I sent Evan for our arms, for the men were arming silently. They were in the chests in the fore cabin where I had once been bound, and Nona knew nought of possible trouble on hand. To keep her from it altogether I went to the low door of her rude shelter before I put on my mail, and looked in, telling her to keep the cabin closed against the spray that was flying, and had a bright smile for my thought. Then I went back to the deck and armed, and all the while the two ships reached to windward, but even in that little time I saw that the stranger had gained on us. The man was at work signalling to Eric again.

"We shall know if he means fighting in no long time," said Thorgils to me. "If he does I think that he is going to be surprised."

"How?"

"Well, unless every man on board is clean witless they must deem us both harmless. Maybe they have heard of a wedding party that is to cross and are waiting for us. Otherwise it seems impossible that they will face us and the Dane as well."

Now Eric was back on his old tack, and pa.s.sing astern of us. I saw the glint of his oar blades, which had been run out from their ports ready to take the water if need was presently.

And then we knew that his help would be wanted.

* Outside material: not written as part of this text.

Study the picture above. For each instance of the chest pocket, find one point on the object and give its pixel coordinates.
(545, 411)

Suddenly the strange ship's head flew up into the wind and she was round on the other tack, paying off wonderfully quickly; and as she did so, from under her gunwale, where they could be hidden no longer, rose the armed men, seeming to crowd her deck in a moment. She was full of them from stem to stern, and our men shouted. She had won well to windward of us.

But Thorgils had known what was coming, and had kept his quick eye on the helmsman of the stranger. Even as her helm went down for the luff his went up and the men sprang to the sheets, and we were tearing across her bows even as her sail filled on the new tack, and heading away lift by lift toward Eric. And Eric hove to to meet us, and his sail fell and his oars flashed out and took the water, and he made for us like the sea dragon his ship seemed.

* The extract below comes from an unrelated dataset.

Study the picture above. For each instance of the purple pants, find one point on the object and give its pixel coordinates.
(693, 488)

"Down with you men under cover!" roared Thorgils. "Arrows, comrade!--Down with you!"

The strange ship was only a bow shot from us, if a long one yet, but she was overhauling us apace.

I saw her men forward bending their bows, and the Nors.e.m.e.n of our crew came aft with my men under the break of the deck on which we stood, where they were in cover. Evan ran to me with his shield up.

"Evan," I cried, "shield Thorgils." And I set myself before Owen with my own shield raised to cover him, and he laughed at me grimly.

He set his own alongside mine, and we three stood covering Thorgils. The Norseman's face was set and watchful, but his blue eyes danced under the knit brows, and I do believe that he was enjoying the sport.